¿Os acordáis de aquella princesa enferma, hija del rey de Magna, a 
quien curó como por ensalmo un viejo mostrándole cierto panorama muy 
lindo? Pues habéis de saber que a la vuelta de muchos años el cetro de 
Magna vino a recaer en un hijo de esta princesa, y este hijo, bajo el 
nombre de Basilio XXVII, reinó gloriosamente por espacio de más de un 
cuarto de siglo, persistiendo la huella de su paso por el trono en 
varios monumentos grandiosos y venerables, que estudian hoy los 
arqueólogos con particular interés, discutiendo si el estilo peculiar de
 tales construcciones es invención que exclusivamente pertenezca al 
vigésimo séptimo Basilio o procede ya de la influencia de su madre y 
quizá se remonta hasta la de su abuelo.
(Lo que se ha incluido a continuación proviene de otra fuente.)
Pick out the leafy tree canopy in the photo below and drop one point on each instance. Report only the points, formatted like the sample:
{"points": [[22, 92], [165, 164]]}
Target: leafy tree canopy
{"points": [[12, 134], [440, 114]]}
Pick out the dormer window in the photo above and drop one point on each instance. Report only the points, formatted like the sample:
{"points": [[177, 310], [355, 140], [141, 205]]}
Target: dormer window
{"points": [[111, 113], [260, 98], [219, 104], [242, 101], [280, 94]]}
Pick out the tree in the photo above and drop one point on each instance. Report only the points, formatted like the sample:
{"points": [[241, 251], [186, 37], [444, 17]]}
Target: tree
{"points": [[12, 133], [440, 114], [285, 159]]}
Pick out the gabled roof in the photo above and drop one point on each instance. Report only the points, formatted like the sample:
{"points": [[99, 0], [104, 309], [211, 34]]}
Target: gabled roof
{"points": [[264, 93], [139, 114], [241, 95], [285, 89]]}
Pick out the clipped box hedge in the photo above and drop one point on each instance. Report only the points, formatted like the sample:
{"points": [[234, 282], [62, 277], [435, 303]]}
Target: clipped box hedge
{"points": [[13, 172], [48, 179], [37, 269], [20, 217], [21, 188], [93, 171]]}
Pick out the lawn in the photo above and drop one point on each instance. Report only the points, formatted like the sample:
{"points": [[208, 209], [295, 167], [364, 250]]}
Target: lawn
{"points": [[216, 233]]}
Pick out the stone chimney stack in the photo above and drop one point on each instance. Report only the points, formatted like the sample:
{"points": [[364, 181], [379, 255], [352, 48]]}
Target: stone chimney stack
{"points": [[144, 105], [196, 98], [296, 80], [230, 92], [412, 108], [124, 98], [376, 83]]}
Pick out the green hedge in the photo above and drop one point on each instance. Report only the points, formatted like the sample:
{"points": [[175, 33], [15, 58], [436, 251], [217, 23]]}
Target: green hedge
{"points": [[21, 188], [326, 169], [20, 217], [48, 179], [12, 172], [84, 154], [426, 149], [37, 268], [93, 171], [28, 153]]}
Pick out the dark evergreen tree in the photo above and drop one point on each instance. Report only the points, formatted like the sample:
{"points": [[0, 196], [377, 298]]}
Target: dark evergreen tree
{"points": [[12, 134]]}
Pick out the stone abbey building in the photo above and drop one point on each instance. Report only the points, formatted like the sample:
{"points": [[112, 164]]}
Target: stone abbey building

Punto es éste acerca del cual se
 han escrito doce voluminosos libros y cosa de setenta monografías asaz 
doctas.
Lo que especialmente hizo darse de calabazas a los sabios fueron 
ciertas imponentes ruinas que la tradición popular llama del Palacio 
frío, sin que hasta hace poco tiempo se consiguiese averiguar el origen 
de tal nombre, que contrasta con el aspecto de lo que del edificio resta
 en pie.
En efecto; el palacio, del cual se conservan galerías, salones y 
estancias que decoran restos de ricas maderas y preciosos mármoles y 
jaspes, parece haber sido erigido por la madre de Basilio XXVII para 
asilo de un feliz amor conyugal; y su traza, su adorno, su carácter, en 
fin, son marcadamente amables y alegres, con la alegría de una dicha 
soberana, ostentosa y triunfante.
El emplazamiento, su orientación al Mediodía, su situación en el 
punto más despejado y dominando la perspectiva más risueña, sobre la 
bahía y entre bosquecillos de naranjos, limoneros y granados siempre en 
flor, tampoco permitían inducir por qué hubo de ser llamado «frío», 
nombre que parece delatar solemnidad y tristeza.